Context home windows could turn into a bottleneck once more.
Context home windows have gotten enormous during the last six months — we’re already seeing context home windows of 1 million, 2 million, even 10 million tokens — however our aspirations have grown too. We need to feed fashions even bigger troves of paperwork, codebases, movies. Whereas brokers are bettering at managing information bigger than their context window by partitioning, sampling, and summarization, we’re additionally operating into the boundaries of how properly fashions can deal with ultra-long contexts with out shedding accuracy or growing prices. With exponentially extra content material being generated by GenAI itself, it’s very doable we’ll discover ourselves bottlenecked once more, even with these expanded capacities.
Knowledge science and conventional ML will turn into commonplace agent instruments.
That is one factor I’m very enthusiastic about. It is going to turn into commonplace for AI frameworks to ship brokers that aren’t simply answering queries or producing textual content, however whipping up a linear regression pipeline, operating a clustering evaluation, or producing exploratory plots. Similar to climate or foreign money conversion instruments are commonplace, we’ll begin seeing a “information evaluation” device included by default. If you would like a superb instance of an agent that may do that, see Google’s samples of use for its new ADK framework.
RAG will fade, then come roaring again.
As context home windows bought enormous, it’s appeared like RAG (retrieval-augmented technology) was wanted in fewer circumstances. This can be a paradigm shift that just some have seen. However as a direct consequence of #1, RAG will begin to swing again to being indispensable for the preponderance of GenAI enterprise use circumstances once more. This can not less than have begun to occur by Might 2026. The important thing distinction is that this time round, we’ll have way more mature managed RAG options. Individuals will more and more notice they need to be utilizing managed RAG 90% of the time they’re utilizing RAG, reasonably than constructing all of it themselves.
AI will energy main scientific breakthroughs.
We’re already seeing AI uncover new antibiotics, optimize physics experiments, and design new molecules. Very thrilling!
Brokers will combine extra deeply with enterprise information.
We’re already seeing Google Workspace and Microsoft 365 combine AI throughout Gmail, Drive, Docs, Excel, and Groups — letting AI brokers question your organization’s belongings seamlessly. This development will proceed, with AI brokers changing into much more conscious of inner paperwork, emails, calendars, and information bases, making them higher grounded within the group’s precise information.
Slop will proceed.
Slop (low-quality synthetic intelligence-generated content material) isn’t going away anytime quickly. Platforms for neighborhood content material, e mail purchasers, and another kind of content material feed will rise and fall primarily based on how good they’re at not letting slop discover its manner into your feed and inbox.
Coding kinds and tradition will change as AI-first coding stacks and vibe-coding stacks turn into widespread.
The position of the developer will change. Instruments like Cursor are already actually good AI-first IDEs. Whereas they’re not excellent but, they’re already a transformative improve, and by 2026 they’ll be a seamless a part of coding for 10 occasions as many builders. Consequently, how we code will change in stunning methods. Feedback might be extra verbose. Code kinds will turn into extra uniform. The DRY precept will turn into much less well-liked. Information will turn into shorter. However there might be a bigger variety of information.
Software program engineers might be given extra time to upskill.
The millennial technology is the biggest one because the child boomers, and we’re getting older. As we become old and extra senior, we’re given extra freedom and autonomy to study. Moreover, as instruments and ecosystems evolve quickly, engineers might be extra productive (releasing up time), and issues are altering very quick — making it a necessity.
High-quality-tuned and quantized edge fashions will assist clear up many issues.

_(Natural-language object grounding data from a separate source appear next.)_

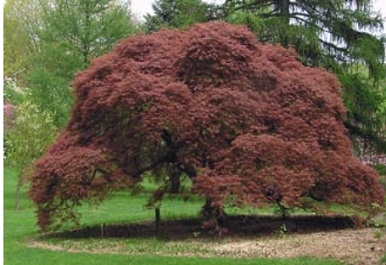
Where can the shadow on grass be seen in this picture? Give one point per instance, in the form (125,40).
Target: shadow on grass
(235,226)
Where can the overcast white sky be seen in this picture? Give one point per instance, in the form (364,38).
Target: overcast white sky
(142,7)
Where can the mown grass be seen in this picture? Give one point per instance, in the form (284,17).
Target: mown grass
(20,230)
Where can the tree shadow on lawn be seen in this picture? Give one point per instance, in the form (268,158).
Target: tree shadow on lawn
(234,226)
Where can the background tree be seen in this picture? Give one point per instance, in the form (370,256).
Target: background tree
(27,138)
(19,42)
(177,14)
(70,34)
(336,35)
(246,122)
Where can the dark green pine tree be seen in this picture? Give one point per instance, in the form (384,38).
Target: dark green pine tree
(338,35)
(177,14)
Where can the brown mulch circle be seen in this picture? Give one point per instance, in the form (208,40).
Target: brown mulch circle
(335,237)
(234,226)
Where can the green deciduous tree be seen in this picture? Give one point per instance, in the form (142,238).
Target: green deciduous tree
(70,34)
(19,43)
(31,132)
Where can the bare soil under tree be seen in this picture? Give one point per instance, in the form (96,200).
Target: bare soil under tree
(334,237)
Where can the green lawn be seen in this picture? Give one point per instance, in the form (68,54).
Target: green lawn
(20,228)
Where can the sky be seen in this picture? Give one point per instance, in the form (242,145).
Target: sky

High-quality-tuning utilizing PEFT, LoRA, and prefix tuning will allow IT to co-locate a small mannequin in your firm’s servers, lowering latency. We are going to discover jobs for brokers that do one factor reliably. And we’ll make it so they’re very, very small.
One other chip scarcity will certainly come.
Even when tariffs exempt most {hardware}, the longer AI advances, the extra methods we’ll discover to throw further brokers at issues. With this shift of the demand curve, the availability curve will meet the demand curve at the next worth level.
We’ll see the largest AI-driven inventory market shock but.
It would right inside an hour, 24 hours, or linger longer, however one thing’s going to occur. It’s been too quiet on that entrance for the way a lot AI is already built-in into buying and selling.
The controversy over K2–18b will sharpen.
Going outdoors my lane for this final one! The dialogue over whether or not dimethyl sulfide in K2–18b’s ambiance is a biosignature will proceed, with new information clarifying the sign. A 12 months from now, we’re prone to have way more certainty: both stronger affirmation of this doable signal of alien life, or a refutation pointing to an abiotic rationalization.
I provide advising companies on all the above (besides exoplanets) — be happy to e mail me should you’re exploring this.